Peeta tries to keep his face impassive, but I can see when the pain flashes across it. "No."

"Did you ever take any more?"

Peeta shakes his head. "The only thing my mother cared about was her precious reputation. Dad threatened to tell everyone we were taking tesserae if she ever signed me up again. She tried to argue with him, she said it was the one surefire way to get some value out of me." He chokes out a bitter laugh. I squeeze his hand tighter and begin rubbing his knee with my free hand. "I'm not sure if she really believed he would follow through on his threat, but she never took the chance. But of course Dad easily agreed with her that what was done was done, and there was no reason not to take the remaining eleven allotments for that year."
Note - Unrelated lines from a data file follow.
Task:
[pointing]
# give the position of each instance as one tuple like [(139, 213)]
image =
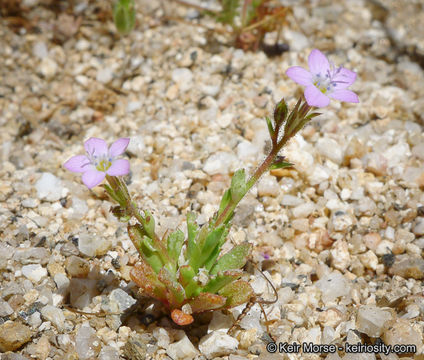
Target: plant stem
[(276, 147)]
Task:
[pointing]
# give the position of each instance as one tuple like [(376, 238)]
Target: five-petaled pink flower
[(99, 161), (323, 81)]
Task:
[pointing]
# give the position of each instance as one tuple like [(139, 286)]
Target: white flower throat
[(326, 83)]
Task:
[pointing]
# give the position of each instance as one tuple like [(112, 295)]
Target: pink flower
[(99, 161), (323, 81)]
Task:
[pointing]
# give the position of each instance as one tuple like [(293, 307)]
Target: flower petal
[(92, 177), (344, 78), (299, 75), (318, 63), (314, 97), (118, 147), (119, 167), (96, 147), (77, 163), (344, 95)]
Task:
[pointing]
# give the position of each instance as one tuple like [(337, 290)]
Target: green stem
[(276, 147)]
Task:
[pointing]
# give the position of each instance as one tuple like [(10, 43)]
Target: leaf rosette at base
[(190, 276)]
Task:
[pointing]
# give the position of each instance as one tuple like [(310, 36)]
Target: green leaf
[(280, 165), (186, 279), (206, 301), (280, 112), (226, 198), (174, 244), (193, 252), (149, 224), (213, 240), (176, 293), (238, 185), (124, 15), (234, 259), (228, 12), (237, 293), (145, 278), (151, 254), (270, 127), (221, 280)]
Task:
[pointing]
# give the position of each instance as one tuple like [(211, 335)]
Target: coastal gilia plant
[(190, 274)]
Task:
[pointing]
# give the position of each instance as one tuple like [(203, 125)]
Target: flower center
[(101, 162), (327, 83)]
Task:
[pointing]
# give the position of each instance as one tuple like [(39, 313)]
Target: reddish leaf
[(181, 318), (206, 301)]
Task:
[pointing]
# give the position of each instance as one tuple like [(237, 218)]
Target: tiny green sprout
[(124, 16)]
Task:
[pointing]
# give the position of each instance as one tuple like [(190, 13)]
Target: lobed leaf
[(147, 280), (221, 280), (234, 259), (207, 301), (237, 293), (175, 292), (175, 242)]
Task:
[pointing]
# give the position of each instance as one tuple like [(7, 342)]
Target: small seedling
[(190, 273)]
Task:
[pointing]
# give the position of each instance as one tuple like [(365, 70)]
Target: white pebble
[(217, 344), (182, 349), (48, 68), (332, 286), (370, 320), (104, 75), (55, 315), (40, 50), (183, 77), (34, 272), (49, 187)]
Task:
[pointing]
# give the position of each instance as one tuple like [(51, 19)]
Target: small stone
[(340, 221), (62, 282), (5, 309), (30, 203), (182, 349), (109, 353), (407, 267), (48, 68), (104, 75), (268, 186), (340, 256), (41, 349), (369, 260), (91, 245), (34, 272), (38, 255), (330, 149), (303, 210), (219, 163), (122, 299), (162, 337), (371, 320), (372, 240), (35, 320), (40, 50), (13, 335), (87, 344), (49, 187), (217, 344), (55, 315), (418, 227), (183, 78), (333, 286), (77, 267)]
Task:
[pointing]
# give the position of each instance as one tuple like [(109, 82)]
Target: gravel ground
[(341, 236)]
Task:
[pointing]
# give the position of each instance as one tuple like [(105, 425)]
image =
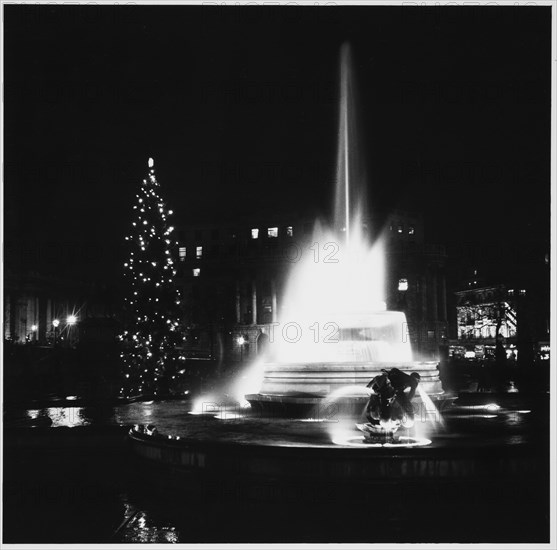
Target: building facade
[(234, 278)]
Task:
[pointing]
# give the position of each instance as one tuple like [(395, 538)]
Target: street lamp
[(55, 324), (241, 341), (70, 321)]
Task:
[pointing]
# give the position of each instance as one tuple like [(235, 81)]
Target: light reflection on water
[(140, 527)]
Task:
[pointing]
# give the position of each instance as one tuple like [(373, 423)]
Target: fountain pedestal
[(308, 389)]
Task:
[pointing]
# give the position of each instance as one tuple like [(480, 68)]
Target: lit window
[(403, 285)]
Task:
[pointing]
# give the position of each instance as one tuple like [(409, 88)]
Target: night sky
[(238, 107)]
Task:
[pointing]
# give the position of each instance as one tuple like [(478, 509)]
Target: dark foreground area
[(85, 485)]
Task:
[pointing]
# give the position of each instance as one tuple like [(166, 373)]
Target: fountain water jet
[(335, 303)]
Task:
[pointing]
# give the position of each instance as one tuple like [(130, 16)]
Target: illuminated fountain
[(335, 334), (335, 331)]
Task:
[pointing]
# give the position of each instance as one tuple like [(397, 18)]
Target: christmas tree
[(151, 356)]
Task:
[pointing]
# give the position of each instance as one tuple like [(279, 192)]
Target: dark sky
[(238, 106)]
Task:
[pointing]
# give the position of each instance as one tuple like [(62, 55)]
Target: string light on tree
[(152, 332)]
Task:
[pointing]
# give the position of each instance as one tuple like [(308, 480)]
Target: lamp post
[(71, 320), (241, 341), (55, 324)]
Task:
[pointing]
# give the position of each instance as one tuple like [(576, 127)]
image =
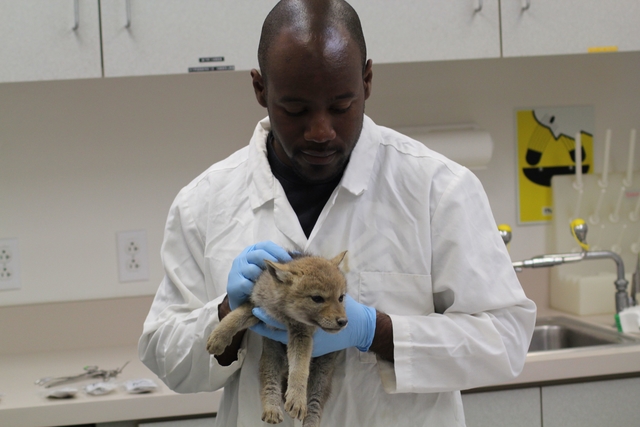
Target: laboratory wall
[(82, 160)]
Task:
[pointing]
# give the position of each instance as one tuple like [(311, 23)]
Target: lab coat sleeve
[(173, 342), (483, 322)]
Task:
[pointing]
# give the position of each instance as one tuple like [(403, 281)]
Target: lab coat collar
[(356, 176)]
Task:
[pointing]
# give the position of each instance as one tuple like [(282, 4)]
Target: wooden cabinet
[(147, 37), (429, 30), (587, 404), (553, 27), (509, 408), (49, 40), (592, 404), (71, 39)]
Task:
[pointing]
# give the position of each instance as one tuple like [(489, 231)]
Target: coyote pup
[(305, 294)]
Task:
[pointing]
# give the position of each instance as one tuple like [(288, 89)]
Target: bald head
[(319, 21)]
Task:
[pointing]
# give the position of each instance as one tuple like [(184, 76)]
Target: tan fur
[(304, 294)]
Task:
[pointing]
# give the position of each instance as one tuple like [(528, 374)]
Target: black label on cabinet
[(212, 59), (216, 68)]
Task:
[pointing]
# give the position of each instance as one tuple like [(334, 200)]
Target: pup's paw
[(296, 404), (217, 343), (272, 415)]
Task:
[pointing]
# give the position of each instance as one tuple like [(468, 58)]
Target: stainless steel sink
[(562, 333)]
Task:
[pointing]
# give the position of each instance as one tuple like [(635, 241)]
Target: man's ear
[(259, 87), (278, 271), (367, 78)]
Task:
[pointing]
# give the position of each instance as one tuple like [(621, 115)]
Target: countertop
[(24, 405)]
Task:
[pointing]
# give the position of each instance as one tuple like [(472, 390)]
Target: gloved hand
[(358, 333), (246, 268)]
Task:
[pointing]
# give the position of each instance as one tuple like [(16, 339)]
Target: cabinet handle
[(76, 14), (128, 7)]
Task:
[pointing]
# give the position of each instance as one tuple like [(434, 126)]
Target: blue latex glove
[(246, 268), (358, 332)]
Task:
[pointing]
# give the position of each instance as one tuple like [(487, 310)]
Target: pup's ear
[(338, 258), (278, 271)]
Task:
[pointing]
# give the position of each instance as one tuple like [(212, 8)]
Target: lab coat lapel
[(266, 193)]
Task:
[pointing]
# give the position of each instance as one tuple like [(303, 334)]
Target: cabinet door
[(49, 40), (507, 408), (593, 404), (553, 27), (146, 37), (429, 30)]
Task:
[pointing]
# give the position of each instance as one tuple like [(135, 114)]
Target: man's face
[(315, 94)]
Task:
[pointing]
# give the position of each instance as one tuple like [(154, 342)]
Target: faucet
[(579, 230)]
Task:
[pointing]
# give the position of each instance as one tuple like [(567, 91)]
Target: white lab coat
[(422, 246)]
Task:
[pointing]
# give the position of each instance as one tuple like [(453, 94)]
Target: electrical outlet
[(9, 264), (133, 257)]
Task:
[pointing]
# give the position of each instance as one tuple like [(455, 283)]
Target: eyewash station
[(583, 364), (593, 322)]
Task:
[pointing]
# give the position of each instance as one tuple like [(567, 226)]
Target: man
[(434, 305)]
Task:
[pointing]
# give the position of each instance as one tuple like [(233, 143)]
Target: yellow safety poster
[(547, 147)]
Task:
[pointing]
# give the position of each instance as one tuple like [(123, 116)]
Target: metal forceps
[(91, 371)]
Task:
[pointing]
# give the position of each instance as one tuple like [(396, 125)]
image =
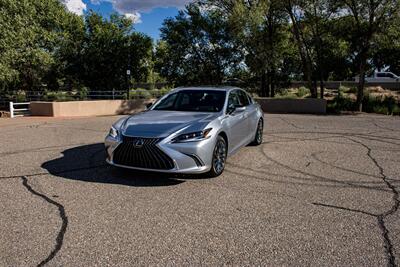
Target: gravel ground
[(321, 190)]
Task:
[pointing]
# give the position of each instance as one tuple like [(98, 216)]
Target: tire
[(219, 158), (259, 133)]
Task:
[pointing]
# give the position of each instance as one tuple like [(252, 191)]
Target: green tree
[(367, 19), (196, 47), (111, 47), (29, 34)]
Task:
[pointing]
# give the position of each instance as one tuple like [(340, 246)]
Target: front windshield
[(193, 100)]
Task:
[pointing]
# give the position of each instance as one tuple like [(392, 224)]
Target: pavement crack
[(63, 217), (395, 206)]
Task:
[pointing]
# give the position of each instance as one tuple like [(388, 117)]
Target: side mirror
[(240, 109), (231, 108)]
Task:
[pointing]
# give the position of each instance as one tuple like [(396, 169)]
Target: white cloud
[(125, 6), (134, 17), (132, 8), (75, 6)]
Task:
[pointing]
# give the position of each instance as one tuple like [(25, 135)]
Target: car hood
[(156, 123)]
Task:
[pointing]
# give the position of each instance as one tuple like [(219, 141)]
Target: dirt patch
[(4, 114)]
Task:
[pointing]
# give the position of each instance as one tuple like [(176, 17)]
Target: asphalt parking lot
[(321, 190)]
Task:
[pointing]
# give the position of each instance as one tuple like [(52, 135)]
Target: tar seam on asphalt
[(63, 216), (395, 206), (380, 217), (55, 173)]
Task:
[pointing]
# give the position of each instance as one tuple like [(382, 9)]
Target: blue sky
[(148, 15)]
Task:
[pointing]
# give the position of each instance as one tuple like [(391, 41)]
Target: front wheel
[(219, 158), (259, 132)]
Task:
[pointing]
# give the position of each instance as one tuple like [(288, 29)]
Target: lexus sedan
[(189, 130)]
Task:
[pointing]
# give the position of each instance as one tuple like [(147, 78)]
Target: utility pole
[(128, 71)]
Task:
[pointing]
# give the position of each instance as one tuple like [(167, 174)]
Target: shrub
[(302, 91)]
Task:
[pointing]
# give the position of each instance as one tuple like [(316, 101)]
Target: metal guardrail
[(19, 112), (394, 86)]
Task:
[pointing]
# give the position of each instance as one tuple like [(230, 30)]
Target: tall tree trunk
[(268, 93), (273, 82), (321, 85), (263, 88), (361, 83)]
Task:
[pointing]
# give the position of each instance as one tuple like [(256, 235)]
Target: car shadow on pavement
[(87, 163)]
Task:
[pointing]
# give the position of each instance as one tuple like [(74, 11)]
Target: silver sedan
[(189, 130)]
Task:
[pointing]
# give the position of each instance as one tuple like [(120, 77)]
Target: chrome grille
[(142, 153)]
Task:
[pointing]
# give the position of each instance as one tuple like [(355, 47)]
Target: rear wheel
[(219, 158), (259, 132)]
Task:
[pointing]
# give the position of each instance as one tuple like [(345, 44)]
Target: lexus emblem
[(138, 143)]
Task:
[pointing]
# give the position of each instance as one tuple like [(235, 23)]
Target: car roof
[(211, 88)]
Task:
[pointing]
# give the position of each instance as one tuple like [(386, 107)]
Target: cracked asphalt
[(320, 191)]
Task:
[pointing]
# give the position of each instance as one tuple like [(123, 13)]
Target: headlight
[(191, 137), (113, 132)]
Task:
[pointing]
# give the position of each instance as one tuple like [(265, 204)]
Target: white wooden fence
[(19, 109)]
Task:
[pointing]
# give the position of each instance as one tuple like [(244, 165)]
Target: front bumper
[(188, 158)]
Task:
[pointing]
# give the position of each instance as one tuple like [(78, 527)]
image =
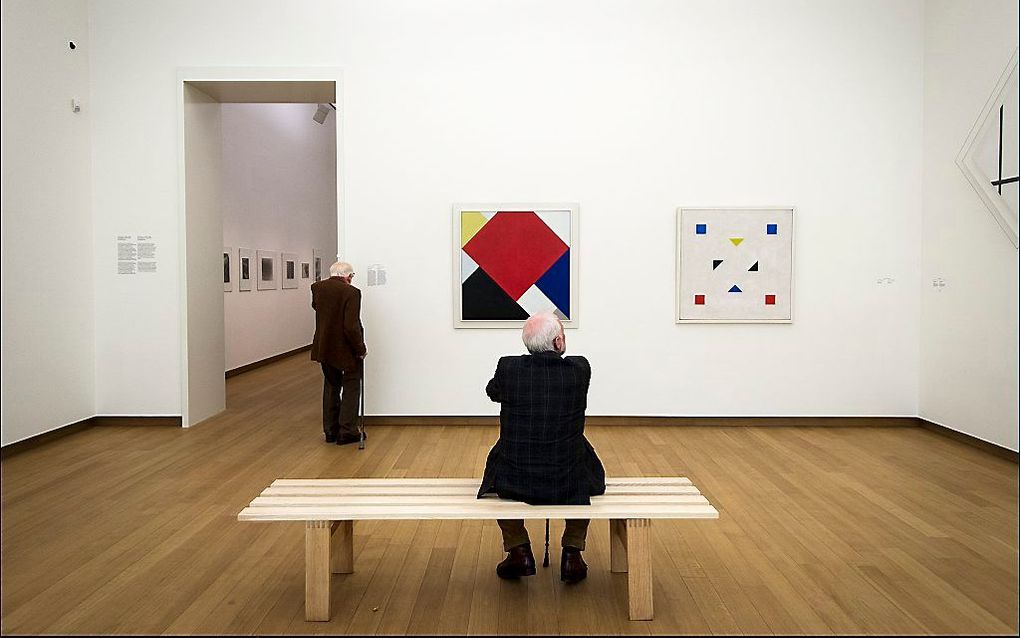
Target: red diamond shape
[(515, 249)]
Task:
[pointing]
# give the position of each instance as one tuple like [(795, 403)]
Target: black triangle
[(481, 298)]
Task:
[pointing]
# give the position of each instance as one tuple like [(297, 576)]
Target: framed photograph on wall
[(228, 275), (318, 270), (734, 265), (246, 268), (512, 260), (268, 264), (290, 270)]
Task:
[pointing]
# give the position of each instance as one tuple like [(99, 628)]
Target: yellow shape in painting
[(470, 223)]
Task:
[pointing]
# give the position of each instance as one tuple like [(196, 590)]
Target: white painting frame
[(320, 271), (245, 284), (681, 285), (228, 270), (289, 270), (574, 260), (270, 259), (1008, 219)]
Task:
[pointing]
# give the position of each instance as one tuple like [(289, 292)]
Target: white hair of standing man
[(540, 332), (341, 268)]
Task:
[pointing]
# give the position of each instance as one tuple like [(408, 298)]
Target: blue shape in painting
[(555, 284)]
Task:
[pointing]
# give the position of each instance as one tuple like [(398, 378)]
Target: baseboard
[(272, 359), (715, 422), (41, 439), (987, 446)]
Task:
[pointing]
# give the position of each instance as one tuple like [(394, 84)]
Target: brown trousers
[(514, 533)]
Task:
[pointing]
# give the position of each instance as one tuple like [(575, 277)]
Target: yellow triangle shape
[(470, 224)]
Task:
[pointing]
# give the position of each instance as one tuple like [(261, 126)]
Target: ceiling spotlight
[(322, 111)]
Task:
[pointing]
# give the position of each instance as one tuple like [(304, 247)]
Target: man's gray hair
[(540, 331), (341, 268)]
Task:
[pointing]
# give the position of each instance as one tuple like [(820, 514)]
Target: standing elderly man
[(339, 345), (542, 455)]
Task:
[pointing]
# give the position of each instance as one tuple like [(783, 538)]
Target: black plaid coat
[(542, 456)]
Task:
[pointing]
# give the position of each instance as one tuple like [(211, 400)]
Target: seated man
[(542, 455)]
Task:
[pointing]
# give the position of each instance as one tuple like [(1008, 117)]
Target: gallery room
[(510, 316)]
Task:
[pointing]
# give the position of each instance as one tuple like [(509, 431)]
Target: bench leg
[(317, 570), (342, 547), (618, 545), (639, 540)]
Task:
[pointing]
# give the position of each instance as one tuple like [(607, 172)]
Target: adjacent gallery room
[(781, 235)]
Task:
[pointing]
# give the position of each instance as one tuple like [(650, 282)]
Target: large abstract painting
[(734, 265), (514, 260)]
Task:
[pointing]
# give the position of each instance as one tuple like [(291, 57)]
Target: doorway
[(202, 95)]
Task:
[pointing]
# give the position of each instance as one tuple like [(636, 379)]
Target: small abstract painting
[(734, 265), (266, 261), (227, 271), (290, 270), (514, 260), (246, 267)]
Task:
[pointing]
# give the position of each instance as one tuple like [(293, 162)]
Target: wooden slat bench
[(329, 506)]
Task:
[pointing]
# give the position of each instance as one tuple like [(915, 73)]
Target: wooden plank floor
[(821, 531)]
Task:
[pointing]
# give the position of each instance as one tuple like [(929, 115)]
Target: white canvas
[(320, 271), (267, 262), (734, 264), (228, 270), (246, 270), (989, 156), (289, 273)]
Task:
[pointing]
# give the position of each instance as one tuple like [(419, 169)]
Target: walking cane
[(545, 561), (361, 409)]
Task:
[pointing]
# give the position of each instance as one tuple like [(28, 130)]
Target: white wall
[(969, 362), (279, 193), (629, 108), (48, 328), (205, 392)]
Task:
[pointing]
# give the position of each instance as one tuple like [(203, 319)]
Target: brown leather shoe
[(572, 567), (519, 561)]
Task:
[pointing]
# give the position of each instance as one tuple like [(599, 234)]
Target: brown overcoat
[(340, 337)]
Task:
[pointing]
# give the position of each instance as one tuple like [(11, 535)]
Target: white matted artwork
[(734, 265), (317, 270), (246, 268), (268, 264), (989, 157), (290, 270), (512, 260), (228, 266)]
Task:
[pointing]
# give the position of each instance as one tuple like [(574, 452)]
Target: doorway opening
[(260, 197)]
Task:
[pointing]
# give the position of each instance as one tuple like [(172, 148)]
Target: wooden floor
[(821, 531)]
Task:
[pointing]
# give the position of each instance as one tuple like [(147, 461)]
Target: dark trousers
[(340, 401), (514, 533)]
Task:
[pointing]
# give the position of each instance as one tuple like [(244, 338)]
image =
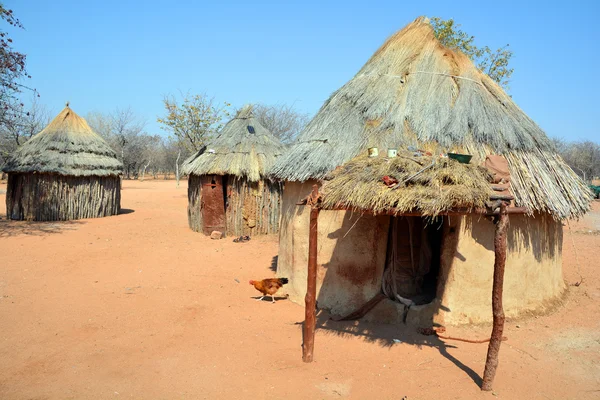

I sigh as my heart breaks once again for everything Peeta has gone through. "I can't believe your mother did that to you."

Again, Peeta tries to defend her. "It's not the worst thing. I'm sure you took every tesserae you could."

"I did that myself. I chose to do that. I would never have let Prim take any."

"Well, congratulations. You're a better mother than mine," he says bitterly.

The sentence hangs between us for a moment. Somehow I can tell Peeta is thinking the same thing I am, so I go ahead and voice it. "Do you want to have kids one day?"

He doesn't respond at first, his gaze drifting as he seems lost in thought. "I did," he finally says. "Before the reaping. I always wanted children. But now..." He shakes his head again. "I'm not sure I could."

"That's how I've always felt," I say. "I couldn't stand to see my child reaped, or starving, or orphaned by some accident. I just couldn't do it. So I swore I would never have children. It was one of the reasons why I never wanted to fall in love or get married.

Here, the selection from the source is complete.